The survey report will disclose the total picture of the background to the framing. It will identify areas where a consensus has to be built up to minimize controversies that might crop up in due course. Building consensus calls for a representative body consisting of the interests involved in the final product. The Committee appointed to ascertain the views of the public has decided on second thoughts, to extend its time table to enable it to consult the stakeholders, the racial and religious groups etc. Their’s cannot be a ‘thus have I heard’ report. It calls for a deep knowledge of the rifts and divisions which can only be sorted out after a scientific survey. It involves selection of the parties to be consulted and calls for a forum at which the stakeholders can sit and reach consensus after intimate discussion.
The consultative committee is an integral part of the drafting process. It has to be constituted with care and responsibility. The views of the members of the committee play a vital role. They cannot be identified on the phone or by ringing door bells. The need is to ascertain the consensus on knotty issues thrown up by the survey through a collective effort. The part to be played by the representative committee is more than half the job. It calls for full participation of the respective opinion leaders and tact and foresight in handling it.

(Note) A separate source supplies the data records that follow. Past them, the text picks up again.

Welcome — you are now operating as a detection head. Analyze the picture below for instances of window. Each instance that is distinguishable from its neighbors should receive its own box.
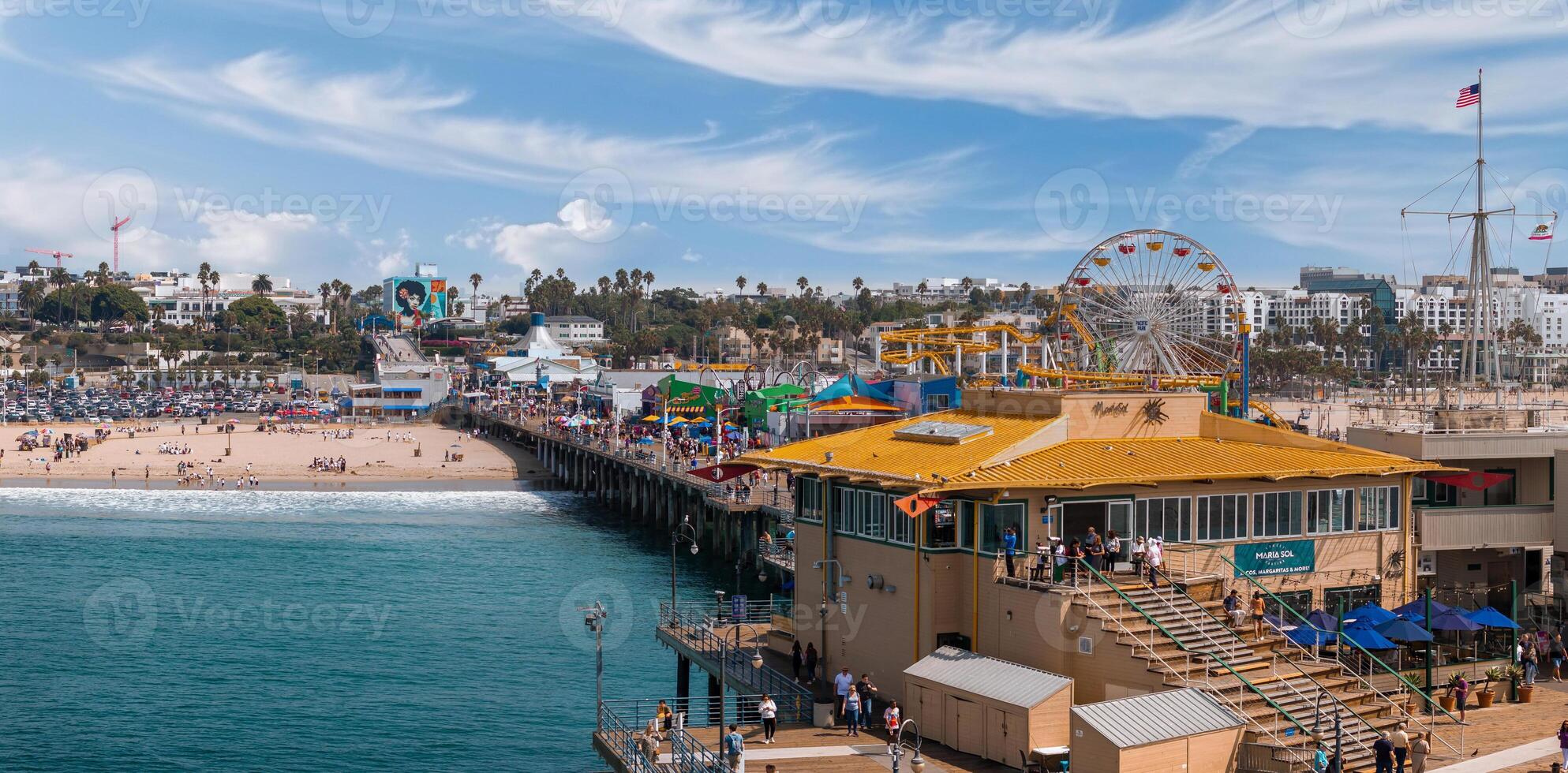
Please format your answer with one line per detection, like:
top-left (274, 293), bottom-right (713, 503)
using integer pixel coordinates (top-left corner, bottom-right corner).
top-left (1253, 491), bottom-right (1301, 538)
top-left (1198, 494), bottom-right (1247, 543)
top-left (1132, 497), bottom-right (1192, 543)
top-left (1358, 486), bottom-right (1400, 532)
top-left (856, 491), bottom-right (888, 540)
top-left (795, 478), bottom-right (821, 524)
top-left (833, 489), bottom-right (858, 535)
top-left (980, 502), bottom-right (1025, 554)
top-left (1306, 489), bottom-right (1355, 535)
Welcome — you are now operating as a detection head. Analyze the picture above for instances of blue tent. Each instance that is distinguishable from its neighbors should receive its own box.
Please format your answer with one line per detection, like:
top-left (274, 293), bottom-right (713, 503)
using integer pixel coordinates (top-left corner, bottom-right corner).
top-left (1341, 622), bottom-right (1398, 649)
top-left (1394, 599), bottom-right (1449, 614)
top-left (1427, 607), bottom-right (1485, 630)
top-left (1377, 618), bottom-right (1431, 641)
top-left (1466, 607), bottom-right (1519, 629)
top-left (1345, 603), bottom-right (1398, 625)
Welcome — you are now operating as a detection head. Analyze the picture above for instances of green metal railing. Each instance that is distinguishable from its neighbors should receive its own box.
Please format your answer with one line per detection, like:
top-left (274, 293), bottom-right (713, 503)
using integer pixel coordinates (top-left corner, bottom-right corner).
top-left (1182, 544), bottom-right (1465, 752)
top-left (1077, 558), bottom-right (1311, 740)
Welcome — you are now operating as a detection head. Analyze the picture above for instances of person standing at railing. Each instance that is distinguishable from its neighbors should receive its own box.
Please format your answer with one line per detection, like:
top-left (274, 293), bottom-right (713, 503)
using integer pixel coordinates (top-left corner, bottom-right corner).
top-left (758, 693), bottom-right (780, 743)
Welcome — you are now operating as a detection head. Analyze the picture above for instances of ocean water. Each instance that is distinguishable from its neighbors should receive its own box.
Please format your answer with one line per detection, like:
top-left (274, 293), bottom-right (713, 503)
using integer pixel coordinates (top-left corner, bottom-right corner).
top-left (0, 487), bottom-right (734, 771)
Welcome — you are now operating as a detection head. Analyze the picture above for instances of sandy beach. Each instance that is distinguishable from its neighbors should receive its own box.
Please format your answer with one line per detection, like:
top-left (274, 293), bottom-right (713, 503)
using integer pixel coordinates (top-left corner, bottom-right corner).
top-left (0, 424), bottom-right (544, 486)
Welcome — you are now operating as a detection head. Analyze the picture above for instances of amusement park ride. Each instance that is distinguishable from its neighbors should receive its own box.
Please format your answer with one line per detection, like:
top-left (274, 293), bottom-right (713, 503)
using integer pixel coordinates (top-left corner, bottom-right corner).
top-left (881, 229), bottom-right (1289, 427)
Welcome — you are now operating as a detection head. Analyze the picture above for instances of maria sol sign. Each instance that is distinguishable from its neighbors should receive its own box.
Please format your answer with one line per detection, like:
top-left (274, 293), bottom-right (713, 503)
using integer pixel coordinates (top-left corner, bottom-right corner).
top-left (1236, 540), bottom-right (1317, 577)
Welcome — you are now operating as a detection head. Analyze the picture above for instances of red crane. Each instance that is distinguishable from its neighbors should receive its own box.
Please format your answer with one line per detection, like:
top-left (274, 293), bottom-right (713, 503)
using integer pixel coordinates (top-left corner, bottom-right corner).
top-left (27, 246), bottom-right (77, 268)
top-left (108, 215), bottom-right (130, 274)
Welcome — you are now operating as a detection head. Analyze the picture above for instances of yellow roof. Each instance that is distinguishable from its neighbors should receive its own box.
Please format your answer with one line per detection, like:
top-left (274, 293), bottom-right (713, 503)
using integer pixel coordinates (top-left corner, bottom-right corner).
top-left (739, 411), bottom-right (1441, 491)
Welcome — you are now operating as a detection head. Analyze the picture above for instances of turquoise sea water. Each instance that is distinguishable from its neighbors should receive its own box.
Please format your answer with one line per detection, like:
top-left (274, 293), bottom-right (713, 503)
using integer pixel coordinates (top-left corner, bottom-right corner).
top-left (0, 489), bottom-right (732, 771)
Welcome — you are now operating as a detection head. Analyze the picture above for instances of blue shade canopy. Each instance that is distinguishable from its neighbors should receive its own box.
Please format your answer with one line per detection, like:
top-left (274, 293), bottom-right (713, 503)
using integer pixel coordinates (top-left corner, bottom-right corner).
top-left (1394, 599), bottom-right (1449, 614)
top-left (1306, 610), bottom-right (1339, 630)
top-left (1345, 603), bottom-right (1398, 625)
top-left (1341, 618), bottom-right (1398, 649)
top-left (1461, 607), bottom-right (1519, 629)
top-left (1363, 618), bottom-right (1431, 646)
top-left (1284, 625), bottom-right (1338, 648)
top-left (1427, 607), bottom-right (1484, 630)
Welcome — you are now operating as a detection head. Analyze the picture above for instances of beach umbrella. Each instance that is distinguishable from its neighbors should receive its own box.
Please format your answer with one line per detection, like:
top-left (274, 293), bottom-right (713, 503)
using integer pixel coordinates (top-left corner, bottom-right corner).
top-left (1284, 625), bottom-right (1338, 648)
top-left (1345, 603), bottom-right (1398, 625)
top-left (1306, 610), bottom-right (1339, 630)
top-left (1467, 607), bottom-right (1519, 629)
top-left (1427, 607), bottom-right (1485, 630)
top-left (1394, 599), bottom-right (1449, 614)
top-left (1374, 618), bottom-right (1431, 641)
top-left (1341, 622), bottom-right (1398, 649)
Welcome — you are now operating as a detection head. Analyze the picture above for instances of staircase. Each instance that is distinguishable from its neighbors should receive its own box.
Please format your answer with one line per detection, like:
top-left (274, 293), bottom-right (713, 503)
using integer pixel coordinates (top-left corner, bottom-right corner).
top-left (1076, 577), bottom-right (1438, 771)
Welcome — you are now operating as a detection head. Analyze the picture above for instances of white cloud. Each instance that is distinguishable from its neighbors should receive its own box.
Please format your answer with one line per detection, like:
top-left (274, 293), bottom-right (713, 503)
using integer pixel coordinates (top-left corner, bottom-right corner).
top-left (586, 0), bottom-right (1568, 132)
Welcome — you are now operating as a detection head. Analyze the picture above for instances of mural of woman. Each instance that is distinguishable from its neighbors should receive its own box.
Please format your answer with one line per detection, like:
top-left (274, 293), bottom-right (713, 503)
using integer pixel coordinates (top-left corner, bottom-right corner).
top-left (397, 279), bottom-right (426, 327)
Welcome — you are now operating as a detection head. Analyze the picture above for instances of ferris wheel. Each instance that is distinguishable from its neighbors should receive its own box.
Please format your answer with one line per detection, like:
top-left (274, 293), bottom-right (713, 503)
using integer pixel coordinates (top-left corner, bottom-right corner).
top-left (1061, 229), bottom-right (1244, 376)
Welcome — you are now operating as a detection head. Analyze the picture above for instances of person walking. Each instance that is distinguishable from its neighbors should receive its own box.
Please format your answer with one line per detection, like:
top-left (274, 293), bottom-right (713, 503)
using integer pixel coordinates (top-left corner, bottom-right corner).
top-left (844, 685), bottom-right (861, 735)
top-left (855, 674), bottom-right (877, 724)
top-left (833, 667), bottom-right (855, 719)
top-left (758, 693), bottom-right (780, 743)
top-left (1409, 723), bottom-right (1436, 773)
top-left (723, 723), bottom-right (747, 773)
top-left (1372, 730), bottom-right (1394, 773)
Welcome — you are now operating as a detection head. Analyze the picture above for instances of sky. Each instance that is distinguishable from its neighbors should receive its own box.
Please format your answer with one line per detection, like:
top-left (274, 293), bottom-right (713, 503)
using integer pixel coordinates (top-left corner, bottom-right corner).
top-left (0, 0), bottom-right (1568, 295)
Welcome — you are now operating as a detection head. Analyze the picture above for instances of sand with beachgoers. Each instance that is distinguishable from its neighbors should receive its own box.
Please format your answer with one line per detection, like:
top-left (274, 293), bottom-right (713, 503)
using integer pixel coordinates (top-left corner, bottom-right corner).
top-left (0, 420), bottom-right (544, 486)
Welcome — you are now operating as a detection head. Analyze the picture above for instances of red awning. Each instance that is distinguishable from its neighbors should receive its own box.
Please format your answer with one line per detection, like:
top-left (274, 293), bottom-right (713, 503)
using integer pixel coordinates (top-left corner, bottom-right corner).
top-left (1422, 470), bottom-right (1513, 491)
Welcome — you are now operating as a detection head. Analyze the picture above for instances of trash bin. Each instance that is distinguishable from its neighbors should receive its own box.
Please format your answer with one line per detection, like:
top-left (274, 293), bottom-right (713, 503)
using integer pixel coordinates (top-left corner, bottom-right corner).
top-left (810, 700), bottom-right (833, 727)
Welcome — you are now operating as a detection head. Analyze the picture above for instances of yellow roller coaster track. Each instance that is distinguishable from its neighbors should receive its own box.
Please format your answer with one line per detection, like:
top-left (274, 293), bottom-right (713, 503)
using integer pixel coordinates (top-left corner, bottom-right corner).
top-left (881, 324), bottom-right (1044, 376)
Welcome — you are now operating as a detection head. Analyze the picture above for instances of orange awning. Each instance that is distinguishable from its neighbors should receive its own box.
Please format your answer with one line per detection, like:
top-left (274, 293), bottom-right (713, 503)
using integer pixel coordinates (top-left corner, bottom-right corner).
top-left (810, 395), bottom-right (904, 414)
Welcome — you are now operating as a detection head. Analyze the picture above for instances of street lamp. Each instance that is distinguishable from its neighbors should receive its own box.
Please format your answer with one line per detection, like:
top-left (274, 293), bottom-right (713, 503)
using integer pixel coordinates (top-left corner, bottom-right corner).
top-left (577, 602), bottom-right (610, 732)
top-left (669, 516), bottom-right (698, 605)
top-left (888, 719), bottom-right (925, 773)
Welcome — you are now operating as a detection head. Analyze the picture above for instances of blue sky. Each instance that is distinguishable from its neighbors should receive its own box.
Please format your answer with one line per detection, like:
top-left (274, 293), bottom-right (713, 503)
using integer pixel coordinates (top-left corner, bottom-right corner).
top-left (0, 0), bottom-right (1568, 295)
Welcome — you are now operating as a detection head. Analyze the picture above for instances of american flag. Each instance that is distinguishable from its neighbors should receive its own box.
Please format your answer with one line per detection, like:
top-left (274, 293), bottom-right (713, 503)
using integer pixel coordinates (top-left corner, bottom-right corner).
top-left (1454, 83), bottom-right (1480, 106)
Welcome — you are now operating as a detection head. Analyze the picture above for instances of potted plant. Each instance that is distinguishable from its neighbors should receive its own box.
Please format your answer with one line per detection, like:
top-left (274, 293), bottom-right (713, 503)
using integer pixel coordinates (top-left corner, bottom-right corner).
top-left (1438, 671), bottom-right (1461, 711)
top-left (1508, 665), bottom-right (1535, 703)
top-left (1476, 667), bottom-right (1508, 708)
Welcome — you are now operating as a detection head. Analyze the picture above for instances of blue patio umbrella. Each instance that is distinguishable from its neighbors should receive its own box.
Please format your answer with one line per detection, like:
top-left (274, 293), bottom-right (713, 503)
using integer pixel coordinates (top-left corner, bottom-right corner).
top-left (1394, 599), bottom-right (1449, 614)
top-left (1467, 607), bottom-right (1519, 629)
top-left (1284, 625), bottom-right (1338, 648)
top-left (1341, 622), bottom-right (1398, 649)
top-left (1345, 603), bottom-right (1398, 625)
top-left (1374, 618), bottom-right (1431, 641)
top-left (1306, 610), bottom-right (1339, 630)
top-left (1427, 607), bottom-right (1485, 630)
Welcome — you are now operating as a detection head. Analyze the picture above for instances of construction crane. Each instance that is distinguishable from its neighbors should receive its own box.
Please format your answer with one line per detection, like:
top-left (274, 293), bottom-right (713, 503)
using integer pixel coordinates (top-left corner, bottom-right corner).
top-left (27, 246), bottom-right (77, 268)
top-left (108, 215), bottom-right (130, 274)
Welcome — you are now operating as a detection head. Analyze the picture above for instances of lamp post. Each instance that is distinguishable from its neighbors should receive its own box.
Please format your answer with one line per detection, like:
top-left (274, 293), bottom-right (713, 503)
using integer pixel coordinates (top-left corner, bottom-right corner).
top-left (888, 719), bottom-right (925, 773)
top-left (718, 621), bottom-right (762, 752)
top-left (669, 517), bottom-right (698, 605)
top-left (577, 602), bottom-right (610, 730)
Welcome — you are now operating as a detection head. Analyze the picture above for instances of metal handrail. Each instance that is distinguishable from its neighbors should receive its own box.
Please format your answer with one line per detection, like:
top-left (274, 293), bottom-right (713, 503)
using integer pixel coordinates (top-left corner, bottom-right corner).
top-left (1190, 546), bottom-right (1465, 754)
top-left (1076, 557), bottom-right (1309, 746)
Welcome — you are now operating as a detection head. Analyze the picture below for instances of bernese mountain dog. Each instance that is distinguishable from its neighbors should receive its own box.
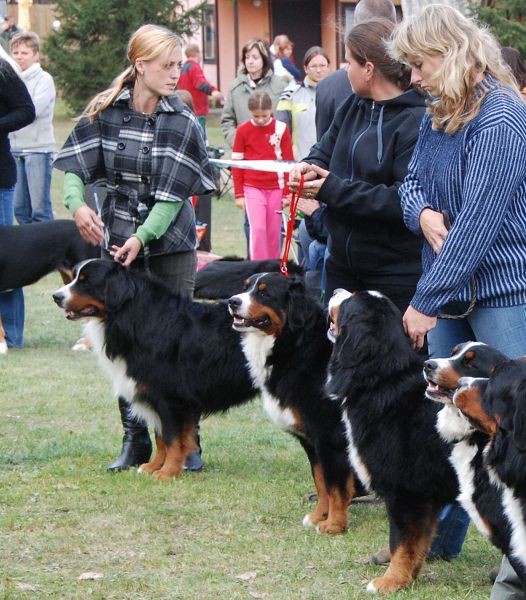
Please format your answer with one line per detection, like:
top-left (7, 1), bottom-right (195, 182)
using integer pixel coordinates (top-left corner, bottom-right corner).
top-left (53, 259), bottom-right (256, 479)
top-left (0, 219), bottom-right (100, 354)
top-left (228, 273), bottom-right (363, 534)
top-left (327, 291), bottom-right (458, 594)
top-left (453, 366), bottom-right (526, 590)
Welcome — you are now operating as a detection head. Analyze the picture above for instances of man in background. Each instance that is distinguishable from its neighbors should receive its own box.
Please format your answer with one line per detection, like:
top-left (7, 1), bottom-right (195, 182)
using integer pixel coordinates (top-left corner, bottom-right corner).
top-left (177, 44), bottom-right (223, 140)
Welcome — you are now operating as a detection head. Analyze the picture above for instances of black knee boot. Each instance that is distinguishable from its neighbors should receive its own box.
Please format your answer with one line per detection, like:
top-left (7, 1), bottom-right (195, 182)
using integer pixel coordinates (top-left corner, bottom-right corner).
top-left (107, 397), bottom-right (152, 471)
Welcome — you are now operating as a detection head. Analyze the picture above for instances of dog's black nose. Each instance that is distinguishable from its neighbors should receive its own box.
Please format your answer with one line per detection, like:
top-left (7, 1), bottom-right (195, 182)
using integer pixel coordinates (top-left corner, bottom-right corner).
top-left (53, 292), bottom-right (64, 306)
top-left (228, 296), bottom-right (241, 310)
top-left (424, 360), bottom-right (438, 373)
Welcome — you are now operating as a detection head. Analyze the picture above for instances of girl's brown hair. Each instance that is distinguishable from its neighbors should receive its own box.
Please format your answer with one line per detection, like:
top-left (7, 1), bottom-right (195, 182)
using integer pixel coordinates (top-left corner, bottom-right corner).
top-left (240, 38), bottom-right (274, 75)
top-left (248, 92), bottom-right (272, 111)
top-left (345, 19), bottom-right (411, 90)
top-left (84, 25), bottom-right (182, 120)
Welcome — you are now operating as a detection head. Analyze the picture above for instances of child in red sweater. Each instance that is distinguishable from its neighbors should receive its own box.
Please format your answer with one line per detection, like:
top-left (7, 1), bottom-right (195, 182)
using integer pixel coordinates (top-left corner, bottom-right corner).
top-left (232, 92), bottom-right (294, 260)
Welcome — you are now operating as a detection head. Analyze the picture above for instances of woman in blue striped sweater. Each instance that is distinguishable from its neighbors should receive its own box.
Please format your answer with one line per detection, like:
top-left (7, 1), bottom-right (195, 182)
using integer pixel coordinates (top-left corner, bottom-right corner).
top-left (389, 5), bottom-right (526, 598)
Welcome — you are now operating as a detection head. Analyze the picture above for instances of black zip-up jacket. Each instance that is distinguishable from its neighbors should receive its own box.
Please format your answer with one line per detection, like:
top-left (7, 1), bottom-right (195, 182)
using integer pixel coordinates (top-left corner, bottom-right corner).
top-left (305, 90), bottom-right (425, 283)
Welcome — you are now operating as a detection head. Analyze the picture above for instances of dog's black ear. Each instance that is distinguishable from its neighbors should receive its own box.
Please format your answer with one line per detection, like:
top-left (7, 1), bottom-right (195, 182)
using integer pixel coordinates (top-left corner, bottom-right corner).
top-left (287, 275), bottom-right (312, 331)
top-left (104, 265), bottom-right (137, 313)
top-left (513, 380), bottom-right (526, 452)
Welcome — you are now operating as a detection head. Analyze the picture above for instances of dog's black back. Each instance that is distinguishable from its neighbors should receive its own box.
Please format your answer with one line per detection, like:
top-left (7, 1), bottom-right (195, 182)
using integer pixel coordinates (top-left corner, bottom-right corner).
top-left (0, 219), bottom-right (100, 292)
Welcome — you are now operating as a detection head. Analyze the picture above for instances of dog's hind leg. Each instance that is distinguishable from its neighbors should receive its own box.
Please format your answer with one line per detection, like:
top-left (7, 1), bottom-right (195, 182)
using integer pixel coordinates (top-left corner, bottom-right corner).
top-left (367, 498), bottom-right (440, 594)
top-left (303, 457), bottom-right (329, 527)
top-left (138, 433), bottom-right (166, 475)
top-left (0, 315), bottom-right (7, 354)
top-left (153, 423), bottom-right (202, 480)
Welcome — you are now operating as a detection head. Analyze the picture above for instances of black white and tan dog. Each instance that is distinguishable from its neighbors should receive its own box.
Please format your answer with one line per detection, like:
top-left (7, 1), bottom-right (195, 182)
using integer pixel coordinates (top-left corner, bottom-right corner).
top-left (194, 256), bottom-right (306, 300)
top-left (229, 273), bottom-right (355, 533)
top-left (53, 259), bottom-right (256, 479)
top-left (0, 219), bottom-right (100, 354)
top-left (327, 292), bottom-right (458, 594)
top-left (453, 360), bottom-right (526, 590)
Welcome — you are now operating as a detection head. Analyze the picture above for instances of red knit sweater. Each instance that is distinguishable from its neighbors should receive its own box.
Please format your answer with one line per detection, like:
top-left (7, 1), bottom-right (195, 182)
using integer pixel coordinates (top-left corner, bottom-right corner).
top-left (232, 119), bottom-right (294, 198)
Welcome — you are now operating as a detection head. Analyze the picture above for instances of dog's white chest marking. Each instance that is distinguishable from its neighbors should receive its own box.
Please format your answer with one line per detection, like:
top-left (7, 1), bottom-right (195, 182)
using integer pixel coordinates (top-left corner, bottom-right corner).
top-left (436, 405), bottom-right (493, 537)
top-left (502, 487), bottom-right (526, 566)
top-left (84, 319), bottom-right (162, 433)
top-left (342, 409), bottom-right (373, 492)
top-left (241, 332), bottom-right (296, 432)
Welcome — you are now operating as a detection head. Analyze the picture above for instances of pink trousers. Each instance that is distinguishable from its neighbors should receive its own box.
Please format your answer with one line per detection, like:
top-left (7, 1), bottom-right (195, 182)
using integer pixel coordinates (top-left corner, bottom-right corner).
top-left (244, 185), bottom-right (283, 260)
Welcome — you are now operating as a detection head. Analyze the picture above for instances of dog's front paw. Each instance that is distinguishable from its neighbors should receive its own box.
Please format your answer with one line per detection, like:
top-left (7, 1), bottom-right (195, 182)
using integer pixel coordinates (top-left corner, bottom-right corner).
top-left (367, 575), bottom-right (411, 594)
top-left (316, 519), bottom-right (347, 535)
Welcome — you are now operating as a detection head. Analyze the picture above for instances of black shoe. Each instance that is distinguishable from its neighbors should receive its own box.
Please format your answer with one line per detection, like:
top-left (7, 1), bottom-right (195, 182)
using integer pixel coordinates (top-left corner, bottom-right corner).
top-left (183, 450), bottom-right (204, 473)
top-left (106, 398), bottom-right (152, 473)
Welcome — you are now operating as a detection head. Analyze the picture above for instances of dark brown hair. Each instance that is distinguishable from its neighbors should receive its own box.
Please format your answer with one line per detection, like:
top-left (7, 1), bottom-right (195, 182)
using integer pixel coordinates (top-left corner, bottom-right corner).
top-left (303, 46), bottom-right (331, 67)
top-left (501, 46), bottom-right (526, 90)
top-left (345, 19), bottom-right (411, 90)
top-left (241, 38), bottom-right (274, 75)
top-left (248, 92), bottom-right (272, 111)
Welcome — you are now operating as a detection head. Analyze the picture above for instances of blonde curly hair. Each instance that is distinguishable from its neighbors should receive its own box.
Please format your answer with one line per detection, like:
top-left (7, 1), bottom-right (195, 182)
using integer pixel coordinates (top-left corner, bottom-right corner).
top-left (83, 24), bottom-right (182, 121)
top-left (387, 4), bottom-right (520, 133)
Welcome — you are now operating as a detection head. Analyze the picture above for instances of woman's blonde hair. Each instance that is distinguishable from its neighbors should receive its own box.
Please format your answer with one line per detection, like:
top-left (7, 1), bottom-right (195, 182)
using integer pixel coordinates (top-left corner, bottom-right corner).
top-left (387, 4), bottom-right (519, 133)
top-left (83, 25), bottom-right (182, 120)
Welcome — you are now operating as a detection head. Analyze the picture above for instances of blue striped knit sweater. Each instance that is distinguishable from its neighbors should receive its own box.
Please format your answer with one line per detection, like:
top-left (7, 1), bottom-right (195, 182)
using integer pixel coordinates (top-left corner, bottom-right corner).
top-left (399, 76), bottom-right (526, 316)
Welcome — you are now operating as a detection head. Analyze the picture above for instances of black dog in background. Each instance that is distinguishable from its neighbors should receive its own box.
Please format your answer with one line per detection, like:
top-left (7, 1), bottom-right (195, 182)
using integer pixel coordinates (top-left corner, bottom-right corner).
top-left (0, 219), bottom-right (100, 354)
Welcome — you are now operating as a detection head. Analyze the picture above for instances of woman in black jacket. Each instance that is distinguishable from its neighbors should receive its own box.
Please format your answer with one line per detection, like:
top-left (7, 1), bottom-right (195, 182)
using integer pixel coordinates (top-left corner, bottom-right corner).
top-left (0, 58), bottom-right (35, 353)
top-left (290, 19), bottom-right (425, 312)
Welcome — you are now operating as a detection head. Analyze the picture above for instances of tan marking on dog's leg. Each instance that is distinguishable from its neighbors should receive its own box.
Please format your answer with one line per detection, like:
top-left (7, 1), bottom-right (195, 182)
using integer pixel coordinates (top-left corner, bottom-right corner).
top-left (0, 315), bottom-right (7, 354)
top-left (138, 435), bottom-right (166, 475)
top-left (153, 425), bottom-right (197, 480)
top-left (303, 463), bottom-right (329, 527)
top-left (367, 525), bottom-right (434, 594)
top-left (318, 475), bottom-right (355, 535)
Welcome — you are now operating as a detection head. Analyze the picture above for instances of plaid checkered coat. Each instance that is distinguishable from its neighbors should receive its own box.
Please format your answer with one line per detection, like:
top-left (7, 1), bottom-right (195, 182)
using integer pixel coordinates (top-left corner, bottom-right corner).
top-left (54, 88), bottom-right (215, 256)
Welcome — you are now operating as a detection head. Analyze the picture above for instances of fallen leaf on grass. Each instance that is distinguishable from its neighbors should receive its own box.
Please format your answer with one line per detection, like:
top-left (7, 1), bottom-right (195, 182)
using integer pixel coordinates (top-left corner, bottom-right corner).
top-left (16, 583), bottom-right (38, 592)
top-left (235, 571), bottom-right (257, 581)
top-left (78, 571), bottom-right (102, 581)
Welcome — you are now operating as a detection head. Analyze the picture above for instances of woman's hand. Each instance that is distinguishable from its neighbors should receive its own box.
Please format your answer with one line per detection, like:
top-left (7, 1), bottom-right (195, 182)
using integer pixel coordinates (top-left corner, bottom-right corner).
top-left (420, 208), bottom-right (447, 254)
top-left (298, 198), bottom-right (320, 217)
top-left (288, 162), bottom-right (316, 192)
top-left (402, 306), bottom-right (437, 349)
top-left (110, 235), bottom-right (142, 267)
top-left (73, 204), bottom-right (104, 246)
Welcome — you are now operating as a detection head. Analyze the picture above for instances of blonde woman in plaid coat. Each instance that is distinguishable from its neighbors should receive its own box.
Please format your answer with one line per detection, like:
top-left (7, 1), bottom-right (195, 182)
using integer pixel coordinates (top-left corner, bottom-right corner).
top-left (54, 25), bottom-right (215, 471)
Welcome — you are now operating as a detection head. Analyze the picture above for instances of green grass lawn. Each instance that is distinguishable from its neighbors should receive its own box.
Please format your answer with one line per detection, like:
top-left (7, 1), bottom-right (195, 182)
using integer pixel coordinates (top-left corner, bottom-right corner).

The next step is the framing of the draft Constitution based on the annotated survey. That calls for a Panel of outstanding draughtsmen well versed in constitutional law. Fortunately, this country can boast of several such experts with international exposure and on the job experience. They may have their own political views but as professional men, they can be trusted to produce a state-of-the-art draft.
The draft Constitution is then sent up to Parliament for due promulgation. As the draft is based on consensus and as Parliament should be necessarily representative of the parties that came to that consensus, the document should normally have an easy passage through the House. But in actual practice, there can be attempts to tinker with the provisions to serve personal interests.
According to the book, an MP is elected to Parliament to represent the people who elected him. It is in his personal interest to stand by their interests, if he wants to get himself re-elected. Nevertheless there can be instances in which an MP’s personal interest can come in conflict with the public interest. Creation of portfolios is an example. People’s interest demands that the country is governed by the minimum possible number of ministers, conserving public funds. Such limitation would be inimical to an individual member’s thrust for power. We have often witnessed how legislators subjugate public interest to their personal ambitions in such situations.
Yet another instance where MPs go beyond their mandates is in crossovers, claiming the excuse of conscience. As representatives of the people, they can only stand by the conscience of the people. If they are unable to do so for personal reasons, they should stand down making way for their electorate to replace them with others who are prepared to abide by the representative character of their role. Undoubtedly, judicial admission of an MP’s right to stand by his alleged conscience has been the cause of many an upheaval in Parliament ending in the creation of a dictatorship.
In the ultimate analysis, all Constitutions made after independence were tainted by the self-interest of the Party in power. Winners at each election, imposed a new Constitution on the People, heralding it as a showpiece of democracy, only for the document to be torn up by their successors as a tool of mis-governance. Time has come to put an end to this vicious circle by putting in place a Constitution that would stand the ravages of self-interest. That requires a taboo on tinkering with a Constitution that has been democratically evolved. Any amendment that the Parliament wishes to make to the document built up by consensus of all stakeholders, should be subject to the wish of the People, ascertained at a referendum.
The time factor
There does not appear to be a hurry to enact a new Constitution immediately. Both major elections are years ahead. That gives the Government enough time to go through the essential imperatives on Constitution making methodically, at leisure and produce a model in due time. From the strategic point of view too, it could be risky to call for a division on a piece of legislation that has potential to trigger a crisis in the midst of an inter-Party tussle for power.